In the years since the pilot aired, Supernatural has seen deaths, marriages, births, and its young co-stars grow into men with a real life brotherly bond. There have been well over one hundred conventions in nine countries (by my count) and demand for tickets keeps growing. Cast members who never even worked on the show together have become lifelong friends. Fans have created countless works of fiction, essays, songs, art, and videos. They’ve broken world records, pissed off NASA, raised money for charity and even helped Misha Collins rebuild homes in Haiti. Supernatural has inspired people, turned their lives around and even saved them in some cases. As Chuck said, not bad.

I think the secret of its success and longevity is best summed up by Calliope:

“Supernatural has everything. Life, death, resurrection, redemption — but above all, family. All set to music you can really tap your toe to. It isn’t some meandering piece of genre dreck, it’s… epic.”

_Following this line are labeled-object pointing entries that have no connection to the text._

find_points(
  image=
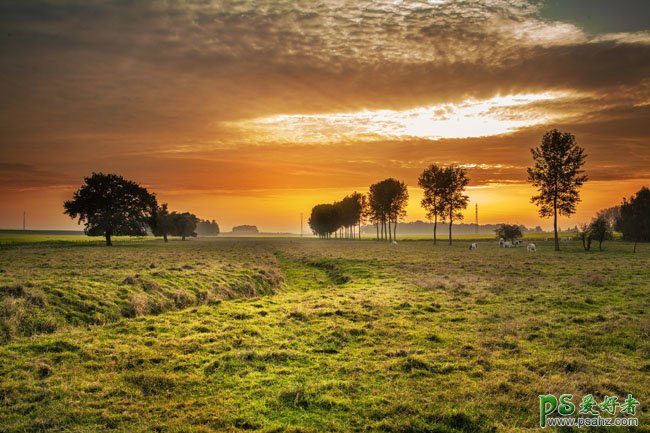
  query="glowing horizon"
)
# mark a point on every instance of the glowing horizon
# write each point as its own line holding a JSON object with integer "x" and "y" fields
{"x": 254, "y": 111}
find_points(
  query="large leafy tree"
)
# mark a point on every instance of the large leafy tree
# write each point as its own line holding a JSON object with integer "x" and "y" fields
{"x": 433, "y": 182}
{"x": 634, "y": 219}
{"x": 557, "y": 174}
{"x": 110, "y": 205}
{"x": 454, "y": 198}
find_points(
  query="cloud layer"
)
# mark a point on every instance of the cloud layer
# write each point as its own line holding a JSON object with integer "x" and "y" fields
{"x": 153, "y": 90}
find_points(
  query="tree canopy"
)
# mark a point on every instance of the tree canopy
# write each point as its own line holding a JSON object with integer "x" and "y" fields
{"x": 557, "y": 174}
{"x": 387, "y": 205}
{"x": 433, "y": 182}
{"x": 634, "y": 219}
{"x": 110, "y": 205}
{"x": 508, "y": 232}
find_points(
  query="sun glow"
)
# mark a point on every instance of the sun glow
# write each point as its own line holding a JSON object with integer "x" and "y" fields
{"x": 470, "y": 118}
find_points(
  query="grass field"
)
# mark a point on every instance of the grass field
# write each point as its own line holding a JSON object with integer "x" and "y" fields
{"x": 302, "y": 335}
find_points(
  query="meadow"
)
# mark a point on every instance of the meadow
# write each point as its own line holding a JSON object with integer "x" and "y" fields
{"x": 303, "y": 335}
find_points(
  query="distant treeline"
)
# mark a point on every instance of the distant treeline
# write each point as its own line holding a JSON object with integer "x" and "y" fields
{"x": 426, "y": 228}
{"x": 557, "y": 174}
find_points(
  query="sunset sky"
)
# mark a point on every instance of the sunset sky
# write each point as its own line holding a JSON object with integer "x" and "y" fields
{"x": 250, "y": 112}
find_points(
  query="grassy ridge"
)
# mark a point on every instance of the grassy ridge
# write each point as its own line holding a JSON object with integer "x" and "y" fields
{"x": 361, "y": 336}
{"x": 48, "y": 287}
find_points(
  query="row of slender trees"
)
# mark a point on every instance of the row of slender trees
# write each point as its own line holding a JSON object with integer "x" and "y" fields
{"x": 557, "y": 173}
{"x": 385, "y": 205}
{"x": 110, "y": 205}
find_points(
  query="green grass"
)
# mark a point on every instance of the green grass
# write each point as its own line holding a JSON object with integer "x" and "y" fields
{"x": 307, "y": 336}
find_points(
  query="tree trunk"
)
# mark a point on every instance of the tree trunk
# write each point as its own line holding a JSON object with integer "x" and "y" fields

Family has a very broad definition to the Supernatural fandom, and, to quote Bobby Singer, ‘family don’t end with blood.’ Family is the core of the show and the fandom. That’s why Supernatural is so much more than a TV series to its devotees and to everyone involved with the production. Ultimately it’s about love, support and acceptance. Finding someone or something to share this life with.

This episode reminded me of the friendship, inspiration and joy I’ve experienced since being a part of it, and it’s a shining example of just how transformative, brave and exciting good television can be. This is the show and the fandom I fell in love with. Take a bow everyone. We’ve earned that applause.